THROUGH THE WOODS: Skunk cabbage

Skunk cabbage. Photo by Nancy Jane Kern

SKUNK CABBAGE IS A VERY INTERESTING and unusual plant and goes by several names including clumpfoot cabbage, foetid pothos, meadow cabbage, polecat weed, or swamp gabbage. Its official Latin name is Symplocarpus foetidus. The association with skunk comes from the smell of the leaves which, when torn, give off the familiar odor of skunk. Chemically the smell derives from sulfur containing compounds called thiols which combine to form mercaptan. Skunk cabbage can be found growing in wetlands over a wide range of eastern North America from Nova Scotia all the way down to North Carolina and Tennessee.

A most unusual characteristic is its production of strange flowers. The first time I encountered them was during a bird watching trip with my mother and friends at a marshy area near Ghent. They seemed a horrible looking life form, like spotty maroon claws coming up out of the muck and ooze of the swamp. Childhood imagination is wonderful, and the memory still produces this feeling every time they are encountered in late winter or early spring. My father forbade my mother, the plant collector, from bringing any to our dairy farm. He made a wise decision because the plants grow to form huge rhizomes that go very deep and are basically impossible to dig up and remove. Eventually they take over a large area, reproducing from seeds, and forcing out more desirable plants eaten by cattle and wildlife.

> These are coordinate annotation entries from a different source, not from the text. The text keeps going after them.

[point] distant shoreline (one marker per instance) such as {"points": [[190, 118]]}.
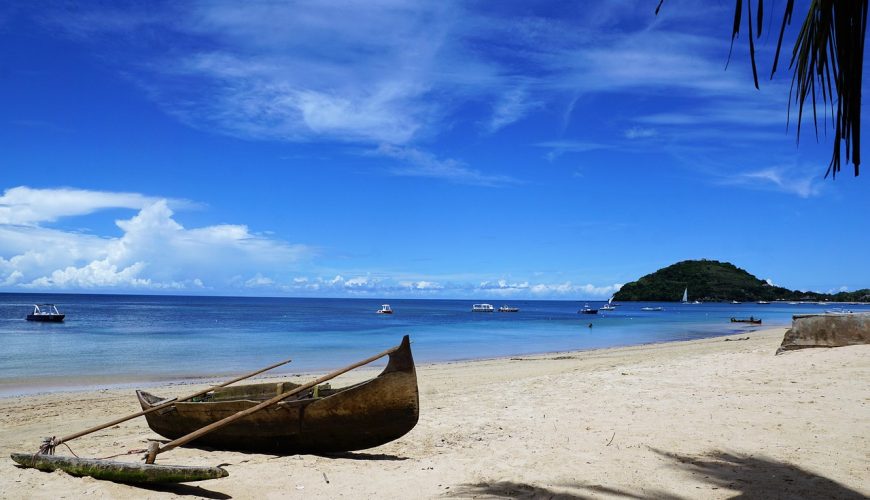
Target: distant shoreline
{"points": [[17, 389]]}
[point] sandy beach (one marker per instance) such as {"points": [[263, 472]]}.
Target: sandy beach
{"points": [[714, 418]]}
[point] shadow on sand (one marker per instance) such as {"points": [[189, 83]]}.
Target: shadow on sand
{"points": [[738, 476], [355, 455], [183, 490]]}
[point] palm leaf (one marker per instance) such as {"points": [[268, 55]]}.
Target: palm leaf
{"points": [[828, 53]]}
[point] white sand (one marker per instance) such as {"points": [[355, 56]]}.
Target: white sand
{"points": [[700, 419]]}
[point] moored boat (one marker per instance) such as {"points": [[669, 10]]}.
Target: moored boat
{"points": [[47, 313], [752, 320], [587, 310], [318, 420]]}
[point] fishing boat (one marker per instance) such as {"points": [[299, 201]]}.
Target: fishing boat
{"points": [[752, 320], [587, 310], [318, 420], [47, 313]]}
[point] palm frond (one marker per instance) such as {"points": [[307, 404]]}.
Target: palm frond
{"points": [[828, 53]]}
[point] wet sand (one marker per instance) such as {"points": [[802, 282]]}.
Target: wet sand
{"points": [[712, 418]]}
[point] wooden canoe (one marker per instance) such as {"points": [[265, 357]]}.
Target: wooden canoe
{"points": [[320, 420], [122, 472]]}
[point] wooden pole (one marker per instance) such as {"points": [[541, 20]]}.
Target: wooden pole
{"points": [[166, 403], [232, 418]]}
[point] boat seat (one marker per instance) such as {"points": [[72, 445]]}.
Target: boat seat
{"points": [[261, 392]]}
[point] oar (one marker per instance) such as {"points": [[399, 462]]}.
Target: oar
{"points": [[54, 442], [154, 448]]}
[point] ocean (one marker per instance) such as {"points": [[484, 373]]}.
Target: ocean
{"points": [[125, 340]]}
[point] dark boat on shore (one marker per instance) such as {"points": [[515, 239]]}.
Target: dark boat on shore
{"points": [[47, 313], [754, 321], [319, 420]]}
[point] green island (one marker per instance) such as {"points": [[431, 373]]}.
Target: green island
{"points": [[714, 281]]}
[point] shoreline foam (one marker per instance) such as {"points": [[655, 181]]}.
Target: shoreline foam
{"points": [[710, 418]]}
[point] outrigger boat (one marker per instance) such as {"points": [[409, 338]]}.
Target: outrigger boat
{"points": [[46, 313], [359, 416], [317, 420]]}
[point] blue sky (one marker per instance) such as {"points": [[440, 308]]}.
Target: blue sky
{"points": [[404, 149]]}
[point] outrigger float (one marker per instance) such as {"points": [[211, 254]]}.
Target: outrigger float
{"points": [[397, 385]]}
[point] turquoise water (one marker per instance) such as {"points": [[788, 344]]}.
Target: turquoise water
{"points": [[110, 340]]}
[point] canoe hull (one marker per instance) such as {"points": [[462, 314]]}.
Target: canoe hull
{"points": [[122, 472], [361, 416]]}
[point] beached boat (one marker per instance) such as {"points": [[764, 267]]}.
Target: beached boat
{"points": [[587, 310], [319, 420], [45, 312], [754, 321]]}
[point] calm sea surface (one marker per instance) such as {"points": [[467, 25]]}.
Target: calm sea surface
{"points": [[110, 340]]}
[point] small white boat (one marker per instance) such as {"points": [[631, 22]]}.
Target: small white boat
{"points": [[838, 310], [46, 313], [587, 310]]}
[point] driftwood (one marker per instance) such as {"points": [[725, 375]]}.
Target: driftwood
{"points": [[122, 472], [45, 460]]}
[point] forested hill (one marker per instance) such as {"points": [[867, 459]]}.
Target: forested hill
{"points": [[711, 280]]}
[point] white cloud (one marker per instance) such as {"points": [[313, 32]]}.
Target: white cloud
{"points": [[509, 108], [25, 205], [783, 179], [417, 163], [421, 285], [640, 133], [154, 250]]}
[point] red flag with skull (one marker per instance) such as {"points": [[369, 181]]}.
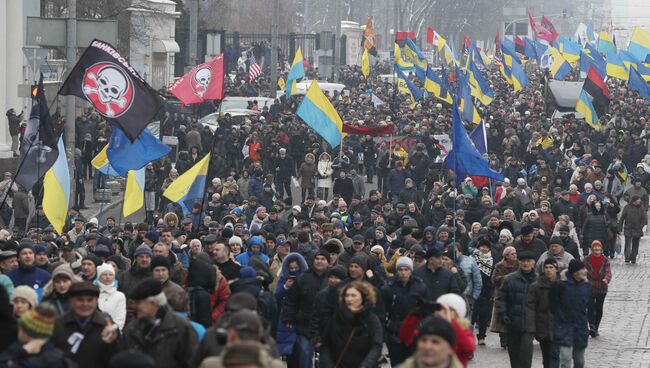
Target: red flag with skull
{"points": [[105, 79], [203, 83]]}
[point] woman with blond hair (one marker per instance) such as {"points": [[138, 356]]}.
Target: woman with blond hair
{"points": [[325, 172], [307, 175], [354, 338]]}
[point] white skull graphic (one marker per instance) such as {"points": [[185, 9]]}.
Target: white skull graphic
{"points": [[202, 77], [111, 85]]}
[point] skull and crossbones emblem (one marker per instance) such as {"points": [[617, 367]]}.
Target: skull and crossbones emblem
{"points": [[108, 88], [201, 80]]}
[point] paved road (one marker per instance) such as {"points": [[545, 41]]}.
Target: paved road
{"points": [[625, 328]]}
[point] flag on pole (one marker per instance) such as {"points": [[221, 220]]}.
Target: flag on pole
{"points": [[254, 69], [56, 190], [190, 186], [205, 82], [105, 79], [296, 72], [365, 63], [317, 111], [463, 159], [125, 155], [101, 163], [38, 148], [134, 192]]}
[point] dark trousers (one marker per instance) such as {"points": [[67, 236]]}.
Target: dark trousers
{"points": [[397, 352], [520, 349], [596, 310], [631, 247], [547, 352], [481, 315], [284, 185]]}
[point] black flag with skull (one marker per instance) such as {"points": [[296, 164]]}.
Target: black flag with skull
{"points": [[105, 79], [38, 148]]}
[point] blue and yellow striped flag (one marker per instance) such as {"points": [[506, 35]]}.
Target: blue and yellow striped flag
{"points": [[56, 190], [317, 111]]}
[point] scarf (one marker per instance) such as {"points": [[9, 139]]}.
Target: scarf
{"points": [[485, 262]]}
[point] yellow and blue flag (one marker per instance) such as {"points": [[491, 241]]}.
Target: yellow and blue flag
{"points": [[478, 85], [639, 44], [189, 187], [101, 163], [615, 67], [56, 190], [466, 106], [134, 192], [436, 86], [605, 43], [559, 68], [637, 83], [296, 72], [405, 85], [317, 111], [417, 57], [125, 155], [365, 63], [463, 159], [519, 77], [570, 50]]}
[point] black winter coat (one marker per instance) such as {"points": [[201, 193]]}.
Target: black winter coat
{"points": [[363, 331], [92, 350], [399, 300], [511, 301], [171, 344], [569, 303], [299, 306], [442, 281]]}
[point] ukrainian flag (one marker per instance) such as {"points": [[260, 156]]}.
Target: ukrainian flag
{"points": [[317, 111], [639, 44], [405, 85], [190, 186], [560, 68], [519, 77], [134, 194], [296, 72], [605, 43], [56, 190], [586, 108], [615, 67], [101, 163], [569, 49], [467, 108], [437, 87], [478, 85], [419, 60]]}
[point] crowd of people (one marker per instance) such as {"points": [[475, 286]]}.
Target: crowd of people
{"points": [[303, 254]]}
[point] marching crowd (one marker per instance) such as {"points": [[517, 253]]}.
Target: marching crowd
{"points": [[380, 260]]}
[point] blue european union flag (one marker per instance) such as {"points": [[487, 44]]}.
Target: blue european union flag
{"points": [[124, 155], [463, 159]]}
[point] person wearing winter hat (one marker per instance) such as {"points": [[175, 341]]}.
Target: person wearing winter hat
{"points": [[433, 348], [403, 290], [511, 306], [569, 302], [173, 341], [110, 300], [33, 348], [454, 309], [23, 299], [56, 291], [538, 305]]}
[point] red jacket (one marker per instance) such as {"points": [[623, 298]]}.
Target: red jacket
{"points": [[465, 343]]}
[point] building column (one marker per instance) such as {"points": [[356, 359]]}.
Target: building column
{"points": [[11, 73]]}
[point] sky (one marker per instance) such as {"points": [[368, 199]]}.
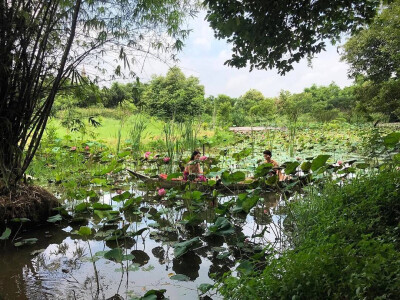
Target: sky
{"points": [[203, 56]]}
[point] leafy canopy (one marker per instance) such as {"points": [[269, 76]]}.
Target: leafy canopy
{"points": [[267, 34]]}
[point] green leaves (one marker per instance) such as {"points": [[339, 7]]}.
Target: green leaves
{"points": [[221, 227], [184, 247], [24, 242], [84, 231], [6, 234], [263, 170], [391, 139], [117, 255], [180, 277], [291, 167], [125, 195], [228, 178], [319, 161], [205, 287]]}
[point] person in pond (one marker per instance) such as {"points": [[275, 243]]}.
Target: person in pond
{"points": [[268, 160], [193, 169]]}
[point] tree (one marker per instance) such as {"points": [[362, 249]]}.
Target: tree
{"points": [[224, 107], [174, 96], [374, 51], [267, 34], [43, 42], [373, 55]]}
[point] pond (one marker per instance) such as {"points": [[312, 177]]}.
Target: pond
{"points": [[66, 265]]}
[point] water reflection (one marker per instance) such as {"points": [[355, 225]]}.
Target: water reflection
{"points": [[188, 264]]}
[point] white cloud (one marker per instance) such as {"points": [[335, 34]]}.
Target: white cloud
{"points": [[204, 57]]}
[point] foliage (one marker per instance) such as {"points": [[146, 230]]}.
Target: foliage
{"points": [[174, 96], [346, 243], [36, 59], [277, 34], [373, 54]]}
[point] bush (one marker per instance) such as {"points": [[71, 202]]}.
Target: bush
{"points": [[346, 246]]}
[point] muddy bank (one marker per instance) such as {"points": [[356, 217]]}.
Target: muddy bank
{"points": [[28, 201]]}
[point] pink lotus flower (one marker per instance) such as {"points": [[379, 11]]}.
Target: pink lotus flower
{"points": [[162, 192], [202, 178]]}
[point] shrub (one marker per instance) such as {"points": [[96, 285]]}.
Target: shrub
{"points": [[345, 246]]}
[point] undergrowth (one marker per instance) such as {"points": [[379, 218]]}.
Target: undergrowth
{"points": [[346, 245]]}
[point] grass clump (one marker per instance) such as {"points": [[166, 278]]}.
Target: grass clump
{"points": [[346, 243]]}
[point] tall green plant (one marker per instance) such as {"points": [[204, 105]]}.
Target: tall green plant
{"points": [[136, 132]]}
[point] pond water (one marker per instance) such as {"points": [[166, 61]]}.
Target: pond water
{"points": [[64, 265]]}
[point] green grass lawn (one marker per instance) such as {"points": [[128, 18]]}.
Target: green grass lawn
{"points": [[110, 128]]}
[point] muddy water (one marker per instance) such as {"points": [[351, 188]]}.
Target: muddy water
{"points": [[61, 265]]}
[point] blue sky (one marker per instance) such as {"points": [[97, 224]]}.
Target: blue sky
{"points": [[203, 56]]}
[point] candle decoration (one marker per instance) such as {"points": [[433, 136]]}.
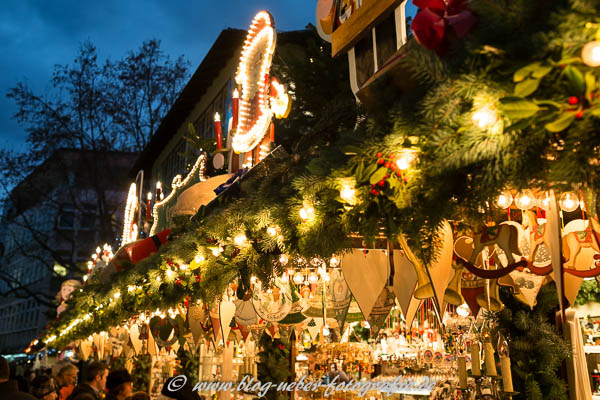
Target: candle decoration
{"points": [[488, 350], [505, 364], [218, 132]]}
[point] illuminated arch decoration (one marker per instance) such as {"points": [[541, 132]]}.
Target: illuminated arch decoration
{"points": [[253, 76], [159, 211], [130, 229]]}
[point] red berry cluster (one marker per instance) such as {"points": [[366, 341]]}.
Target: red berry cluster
{"points": [[390, 164]]}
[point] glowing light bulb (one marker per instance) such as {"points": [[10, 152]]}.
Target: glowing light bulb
{"points": [[283, 259], [569, 202], [590, 54], [484, 117], [348, 194], [525, 200], [504, 200], [307, 212], [298, 278], [239, 239]]}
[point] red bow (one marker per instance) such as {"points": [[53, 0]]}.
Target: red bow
{"points": [[431, 23]]}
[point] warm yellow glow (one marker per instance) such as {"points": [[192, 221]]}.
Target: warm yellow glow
{"points": [[406, 159], [525, 200], [129, 234], [240, 239], [484, 118], [569, 202], [298, 278], [348, 194], [257, 55], [504, 200], [280, 103], [591, 54], [283, 259], [307, 212]]}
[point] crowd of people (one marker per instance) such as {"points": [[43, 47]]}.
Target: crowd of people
{"points": [[61, 383]]}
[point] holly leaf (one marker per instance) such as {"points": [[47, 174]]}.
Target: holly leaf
{"points": [[526, 87], [378, 175], [575, 79], [517, 108], [561, 123]]}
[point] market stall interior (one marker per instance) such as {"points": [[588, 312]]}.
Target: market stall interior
{"points": [[416, 253]]}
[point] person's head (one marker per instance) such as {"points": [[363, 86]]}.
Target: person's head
{"points": [[139, 396], [66, 288], [96, 375], [175, 388], [4, 369], [65, 373], [119, 383], [43, 387]]}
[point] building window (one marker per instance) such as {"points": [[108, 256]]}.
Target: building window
{"points": [[66, 218]]}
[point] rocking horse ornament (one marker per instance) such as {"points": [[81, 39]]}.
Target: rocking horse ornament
{"points": [[506, 238]]}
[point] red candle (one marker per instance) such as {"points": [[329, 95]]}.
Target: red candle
{"points": [[218, 131], [148, 206], [236, 107], [158, 190]]}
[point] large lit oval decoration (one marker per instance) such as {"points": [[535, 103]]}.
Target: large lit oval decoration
{"points": [[253, 75]]}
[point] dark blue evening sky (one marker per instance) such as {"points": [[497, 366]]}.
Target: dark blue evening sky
{"points": [[36, 35]]}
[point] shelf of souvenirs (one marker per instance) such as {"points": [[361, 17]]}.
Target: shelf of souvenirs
{"points": [[591, 334]]}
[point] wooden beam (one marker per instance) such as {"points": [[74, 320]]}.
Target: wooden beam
{"points": [[359, 23]]}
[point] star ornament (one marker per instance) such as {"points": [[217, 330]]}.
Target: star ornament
{"points": [[253, 77]]}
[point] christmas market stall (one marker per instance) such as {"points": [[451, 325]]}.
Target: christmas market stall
{"points": [[429, 242]]}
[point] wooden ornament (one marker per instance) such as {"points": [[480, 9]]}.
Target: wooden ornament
{"points": [[380, 311], [404, 282], [274, 304], [366, 276], [134, 335], [85, 347], [226, 314]]}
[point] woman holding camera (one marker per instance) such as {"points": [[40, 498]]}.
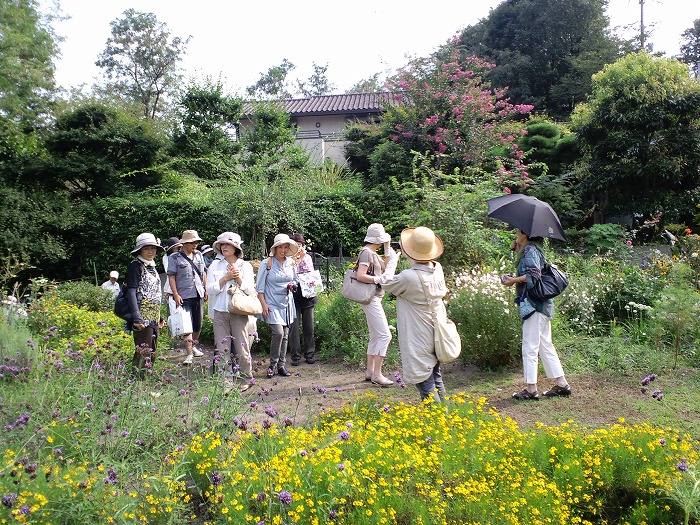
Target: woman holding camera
{"points": [[275, 284], [537, 322], [369, 267]]}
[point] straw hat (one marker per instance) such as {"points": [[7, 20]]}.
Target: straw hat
{"points": [[376, 234], [172, 243], [283, 238], [421, 244], [227, 238], [190, 236], [146, 239]]}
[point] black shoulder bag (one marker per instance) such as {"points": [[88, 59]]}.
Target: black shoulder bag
{"points": [[552, 282]]}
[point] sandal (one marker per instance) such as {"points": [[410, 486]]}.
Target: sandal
{"points": [[524, 394], [557, 390]]}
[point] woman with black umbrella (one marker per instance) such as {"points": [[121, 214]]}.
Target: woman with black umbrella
{"points": [[537, 326]]}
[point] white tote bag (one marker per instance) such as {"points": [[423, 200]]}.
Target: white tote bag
{"points": [[179, 322]]}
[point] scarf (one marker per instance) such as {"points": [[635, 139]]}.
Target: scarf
{"points": [[146, 261]]}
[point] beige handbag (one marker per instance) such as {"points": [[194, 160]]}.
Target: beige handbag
{"points": [[242, 303]]}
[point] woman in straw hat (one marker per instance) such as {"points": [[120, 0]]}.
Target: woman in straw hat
{"points": [[144, 294], [275, 284], [369, 267], [419, 290], [228, 270]]}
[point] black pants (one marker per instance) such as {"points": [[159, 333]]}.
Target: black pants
{"points": [[306, 317]]}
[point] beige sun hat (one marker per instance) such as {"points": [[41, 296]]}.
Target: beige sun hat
{"points": [[376, 234], [190, 236], [283, 238], [146, 239], [227, 238], [421, 244]]}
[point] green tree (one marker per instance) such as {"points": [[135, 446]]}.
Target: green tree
{"points": [[205, 138], [690, 48], [317, 84], [373, 84], [142, 60], [545, 52], [27, 49], [445, 109], [641, 136], [274, 84], [95, 150]]}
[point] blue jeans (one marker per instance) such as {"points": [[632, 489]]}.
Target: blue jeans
{"points": [[433, 386]]}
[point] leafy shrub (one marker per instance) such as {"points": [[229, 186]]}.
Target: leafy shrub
{"points": [[87, 295], [486, 317], [341, 328], [81, 335], [603, 291]]}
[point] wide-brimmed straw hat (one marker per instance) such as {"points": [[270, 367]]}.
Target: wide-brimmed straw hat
{"points": [[146, 239], [376, 234], [421, 244], [227, 238], [172, 243], [190, 236], [283, 238]]}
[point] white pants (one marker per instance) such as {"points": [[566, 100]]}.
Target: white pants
{"points": [[537, 340], [379, 334]]}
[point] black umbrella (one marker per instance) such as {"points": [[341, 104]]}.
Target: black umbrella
{"points": [[533, 216]]}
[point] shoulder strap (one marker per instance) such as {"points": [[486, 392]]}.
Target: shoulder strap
{"points": [[193, 265]]}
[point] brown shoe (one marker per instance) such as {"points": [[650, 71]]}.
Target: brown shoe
{"points": [[524, 394], [557, 390]]}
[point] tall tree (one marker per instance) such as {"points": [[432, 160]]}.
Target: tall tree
{"points": [[641, 136], [317, 84], [690, 48], [545, 52], [273, 84], [96, 150], [27, 49], [142, 60], [206, 136]]}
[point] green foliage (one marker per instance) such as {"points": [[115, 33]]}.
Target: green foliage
{"points": [[204, 141], [486, 317], [273, 84], [85, 295], [95, 150], [545, 54], [606, 239], [142, 60], [27, 51], [35, 222], [640, 130]]}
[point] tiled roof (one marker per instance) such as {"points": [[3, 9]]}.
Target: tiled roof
{"points": [[331, 104]]}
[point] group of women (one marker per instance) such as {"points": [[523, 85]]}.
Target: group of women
{"points": [[419, 290]]}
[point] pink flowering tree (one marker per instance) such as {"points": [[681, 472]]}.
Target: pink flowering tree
{"points": [[447, 110]]}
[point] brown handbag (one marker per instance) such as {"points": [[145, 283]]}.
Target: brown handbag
{"points": [[241, 303]]}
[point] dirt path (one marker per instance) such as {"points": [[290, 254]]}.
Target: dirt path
{"points": [[597, 399]]}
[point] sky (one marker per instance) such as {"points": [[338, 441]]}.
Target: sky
{"points": [[238, 40]]}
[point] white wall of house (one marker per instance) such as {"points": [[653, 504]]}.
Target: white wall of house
{"points": [[322, 137]]}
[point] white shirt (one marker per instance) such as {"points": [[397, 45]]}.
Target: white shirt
{"points": [[218, 296]]}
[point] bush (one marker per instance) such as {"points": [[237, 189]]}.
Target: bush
{"points": [[487, 319], [86, 295]]}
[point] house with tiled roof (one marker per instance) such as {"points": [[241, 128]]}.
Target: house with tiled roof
{"points": [[320, 121]]}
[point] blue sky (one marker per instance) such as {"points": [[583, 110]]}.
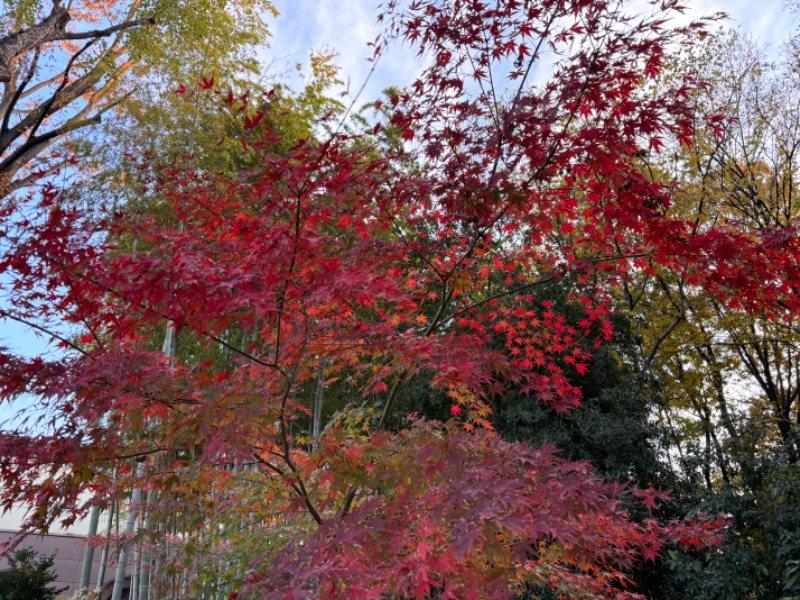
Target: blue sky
{"points": [[347, 26]]}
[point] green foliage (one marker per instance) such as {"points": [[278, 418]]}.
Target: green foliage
{"points": [[29, 577]]}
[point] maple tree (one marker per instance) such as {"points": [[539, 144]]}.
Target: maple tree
{"points": [[357, 262], [725, 378]]}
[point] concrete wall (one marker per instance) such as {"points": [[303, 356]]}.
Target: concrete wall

Twenty years ago, a sighting of skunk cabbage was made in late February in Rensselaer County in an icy, snow covered ditch. This was the first personal observation of the plant’s property of thermogenesis, or heat production, and again reinforced the impression that some hideous monster lurked below the ground. The snow and ice had melted making a clear ring of green grass around each clump of the claw-like spathes. The skunk cabbage spathe is a pointed green/maroon spotted hood around the spadix, a stem of tiny yellow flowers. The air was cold, and you could see heat waves radiating from the plants. The whole unit was about 4-6” tall and several formed clumps, like submerged “hands.” These plants can produce a temperature of about 60-95 degrees Fahrenheit, and the heat and “skunky” aroma attracts flies and early emerging insects that pollinate the flowers. It is thought that the insects enjoy the warmth and shelter inside the spathe.

Native Americans must have observed these events for they thought the plant had magical powers. They used the plant for medicines and as a magical talisman. There is a claim that skunk cabbage is edible if it is properly dried and cooked. The raw leaves contain oxalic acid (like rhubarb leaves), which is harmful to eat, and the juice may cause blisters and burning sensations. This has not made them an appealing food source for me, and probably best not to try it, or consult an experienced herbalist or botanist.

Another problem is the skunk cabbage leaves are very similar to the deadly poisonous false hellebore plant. The difference is that the leaf veins are parallel in false hellebore, and the veins branch in the skunk cabbage. Later in spring the beautiful green leaves of the skunk cabbage emerge, unfold, and take on its cabbage form. They really make a swamp look pretty and add a nice contrast of color and form. Some people use them in water garden settings for this purpose. This is a very interesting plant to observe, and there are still some spathes visible in cool marshy areas around our area, as well as the just emerging and unfolding plant leaves. Nature offers so many wonderful things. We just need to take some time to stop and smell the roses, or in this case, if you dare, the skunk cabbage.